UK - Defined benefit pensions schemes fell back into deficit in November, according to the UK's Pension Protection Fund, as the correlation in bond and equity yields falling reduced the value of pensions by £58bn (€81bn) within a single month.
Whereas many pension funds have been arguing in recent months the value of schemes is volatile because bond valuations rose under international financial reporting standards (IFRS), details of the PPF's 7800 index - which tracks the financial status of over 7,800 pension schemes - reveals DB fund slipped from a £53bn surplus in October 2007 into a £5bn deficit because both asset classes saw losses.
More specifically, the PPF said scheme liabilities increased and assets decreased because gilt yields and equity markets fell, pushing 78%, or 6,014, of DB schemes into deficit and dragging the aggregated position of DB funds in deficit to £73bn from £48bn in October. That said, this is less than the previous year when deficits hit £83bn.
"During the month of November 2007, lower gilt yields led to an increase in liabilities of approximately 3.8%, while there was a 3.2% fall in assets due to weaker markets. The FTSE-All Share Index fell by 3.2% over November 2007, while 10-year gilt yields fell by 26 basis points to yield by 17 basis points," said the PPF in its monthly report.

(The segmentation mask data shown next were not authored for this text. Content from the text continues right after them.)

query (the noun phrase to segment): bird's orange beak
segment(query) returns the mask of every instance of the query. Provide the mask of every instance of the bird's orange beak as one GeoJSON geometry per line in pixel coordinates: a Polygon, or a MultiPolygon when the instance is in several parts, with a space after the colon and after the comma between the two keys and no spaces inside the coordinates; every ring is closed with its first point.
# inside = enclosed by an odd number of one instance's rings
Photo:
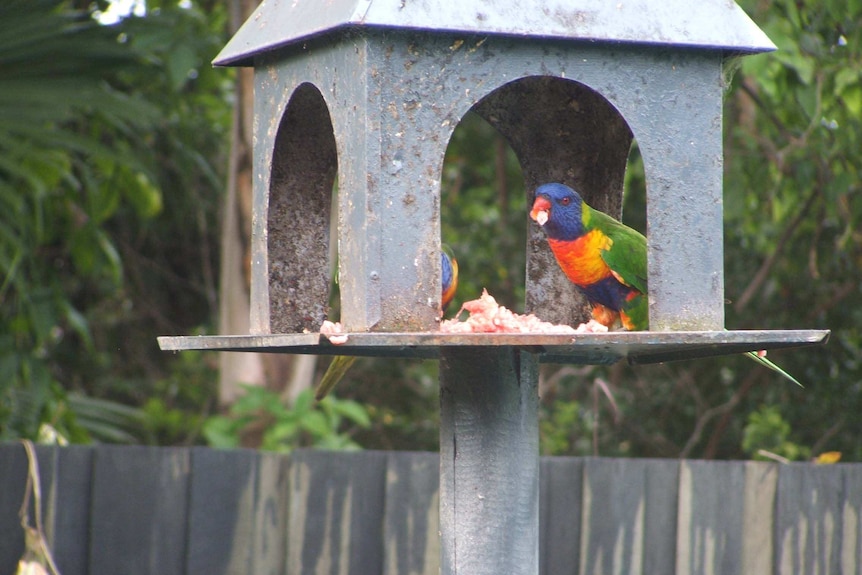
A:
{"type": "Polygon", "coordinates": [[[551,215],[551,202],[543,196],[536,196],[536,201],[533,202],[533,209],[530,210],[530,217],[540,226],[544,226],[551,215]]]}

Total value of all schemes within the index is now £835bn - a 2.9% fall over the month, according to the PPF, but a 1.4% increase over the three months to November 2007 and assets are up 6.2% on the year.
A chart within the PPF study also shows (below) the point at which FTSE All-Share Index and the 10-year gilt yields ‘crossed' in 2005 and moved into a more correlated pattern of activity, compared with previous periods.
PPF pensions funding calculations are reached by assuming the value of schemes should they fall into deficit and have to be managed by an insurance company if they were to fall into the PPF.